While today’s rally certainly helped build further divergences on our charts, it still has not presented us with the next break out set up. Specifically, in the GDX, until we see a strong impulsive rally through the 22 region to begin with, this can subdivide a bit further to the downside. While we currently have enough waves in place to be on our toes for a bottoming indication – especially as long as the GDX remains over 20.89 – we still need the first strong impulsive move higher to open a bigger door again.
While the alternative a-b-c larger corrective pattern in GDX that I presented earlier this week will be on my mind, after some contemplation, I have decided to go with a more immediately bullish alternative pattern to match the one in GLD. As you can see, if we do break 20.89, then the alternative pattern becomes my primary, wherein this drop would be an ending diagonal for a c-wave in a bigger wave (2).
Should we see a break of 20.89, then I will view the a-b-c noted last time as my alternative pattern. However, once we do see the next larger rally, I will be providing Fib Pinball levels all the way up which must hold on all pullbacks to assure us that the alternative a-b-c structure is not playing out. Should we break one of those supports, I will move into that a-b-c structure which can take the GDX back down to the 17 region after rallying back towards the 27-29 region. But, I am getting way ahead of myself right now.
The biggest issue I now have in the complex is the daily silver chart. It does not lend itself to any clear pattern at this point in time but is displaying positive divergences again at all the appropriate time frames. But, I really have no way to reasonably attach a simple corrective count to this drop, even though the bigger perspective off the high of wave I from 2016 clearly looks corrective.

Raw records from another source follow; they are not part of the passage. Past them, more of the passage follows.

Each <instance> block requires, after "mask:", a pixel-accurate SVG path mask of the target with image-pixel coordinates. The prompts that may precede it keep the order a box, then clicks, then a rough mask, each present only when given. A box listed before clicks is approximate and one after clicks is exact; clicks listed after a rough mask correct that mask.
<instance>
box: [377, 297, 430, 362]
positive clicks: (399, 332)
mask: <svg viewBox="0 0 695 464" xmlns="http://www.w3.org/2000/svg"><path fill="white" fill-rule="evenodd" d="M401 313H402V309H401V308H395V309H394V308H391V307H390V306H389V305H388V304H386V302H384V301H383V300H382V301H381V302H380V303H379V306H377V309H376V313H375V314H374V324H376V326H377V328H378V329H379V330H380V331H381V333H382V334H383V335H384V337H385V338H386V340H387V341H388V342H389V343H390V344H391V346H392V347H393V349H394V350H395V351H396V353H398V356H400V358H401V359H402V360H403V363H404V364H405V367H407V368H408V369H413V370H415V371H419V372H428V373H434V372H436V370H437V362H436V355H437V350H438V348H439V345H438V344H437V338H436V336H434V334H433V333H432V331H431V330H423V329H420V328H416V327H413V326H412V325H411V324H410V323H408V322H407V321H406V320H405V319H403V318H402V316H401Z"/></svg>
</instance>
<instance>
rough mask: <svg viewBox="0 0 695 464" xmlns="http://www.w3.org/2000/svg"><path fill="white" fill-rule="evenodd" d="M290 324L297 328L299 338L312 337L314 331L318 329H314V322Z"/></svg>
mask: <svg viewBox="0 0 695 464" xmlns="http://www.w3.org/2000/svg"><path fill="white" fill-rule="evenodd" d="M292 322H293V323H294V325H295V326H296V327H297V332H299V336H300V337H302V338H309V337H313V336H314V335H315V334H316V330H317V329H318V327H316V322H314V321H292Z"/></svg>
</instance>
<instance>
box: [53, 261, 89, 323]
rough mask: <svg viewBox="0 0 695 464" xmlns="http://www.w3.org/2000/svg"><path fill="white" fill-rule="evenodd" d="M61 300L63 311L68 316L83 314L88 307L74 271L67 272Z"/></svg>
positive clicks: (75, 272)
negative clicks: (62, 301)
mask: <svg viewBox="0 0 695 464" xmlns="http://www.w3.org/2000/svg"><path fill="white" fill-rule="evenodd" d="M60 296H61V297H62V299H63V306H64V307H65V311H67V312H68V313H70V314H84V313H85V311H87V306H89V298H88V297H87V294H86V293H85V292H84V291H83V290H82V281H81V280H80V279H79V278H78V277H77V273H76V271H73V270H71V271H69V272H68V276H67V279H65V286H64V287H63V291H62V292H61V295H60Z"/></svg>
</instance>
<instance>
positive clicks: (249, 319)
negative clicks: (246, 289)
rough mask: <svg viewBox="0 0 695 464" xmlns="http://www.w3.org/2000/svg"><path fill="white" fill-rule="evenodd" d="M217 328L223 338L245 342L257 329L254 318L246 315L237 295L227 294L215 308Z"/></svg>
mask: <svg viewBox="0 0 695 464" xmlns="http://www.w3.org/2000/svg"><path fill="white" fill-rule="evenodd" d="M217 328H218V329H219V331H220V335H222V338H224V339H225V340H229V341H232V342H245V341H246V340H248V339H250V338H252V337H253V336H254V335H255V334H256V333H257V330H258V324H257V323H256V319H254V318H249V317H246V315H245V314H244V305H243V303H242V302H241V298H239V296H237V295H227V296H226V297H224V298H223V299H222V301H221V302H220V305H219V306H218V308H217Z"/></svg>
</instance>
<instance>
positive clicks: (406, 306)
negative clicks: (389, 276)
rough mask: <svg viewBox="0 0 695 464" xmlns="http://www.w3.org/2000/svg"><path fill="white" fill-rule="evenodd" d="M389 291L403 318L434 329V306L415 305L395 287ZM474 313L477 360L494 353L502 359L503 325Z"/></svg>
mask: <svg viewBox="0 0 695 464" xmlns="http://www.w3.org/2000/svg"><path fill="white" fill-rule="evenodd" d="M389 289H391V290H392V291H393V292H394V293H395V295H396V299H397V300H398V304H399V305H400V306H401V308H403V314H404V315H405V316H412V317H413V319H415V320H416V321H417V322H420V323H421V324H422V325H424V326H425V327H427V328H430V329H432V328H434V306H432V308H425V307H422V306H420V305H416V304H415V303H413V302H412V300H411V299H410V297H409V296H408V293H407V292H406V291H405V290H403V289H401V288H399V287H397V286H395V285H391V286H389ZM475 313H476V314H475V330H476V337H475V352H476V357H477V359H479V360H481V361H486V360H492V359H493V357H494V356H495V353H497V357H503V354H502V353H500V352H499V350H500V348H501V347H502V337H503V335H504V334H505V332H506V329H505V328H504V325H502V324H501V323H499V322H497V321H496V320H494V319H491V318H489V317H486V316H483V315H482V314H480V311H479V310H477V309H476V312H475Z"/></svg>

So, for now, my perspective is that pressure still remains down until we see a clear impulsive move off the lows. Until such time, I am going to keep an open mind as to how this pattern can play out. But, I will openly tell you that I am still going to maintain my primary counts leaning more bullishly in the larger degree and still give the bullish perspective the benefit of the doubt despite many of you not being pleased with that perspective.
You see, the market provided us with a strong long term bottoming signal where we expected it would back in 2015. It then provided us with a strong 5 wave structure off that low into the high of 2016. Since that time, we have clearly been pulling back correctively in the larger scale, all of which tells me I have to give primary to the bullish larger degree perspective. And, even though many of you may not be pleased with that perspective, I have to align my perspective with what I believe the market is saying to me.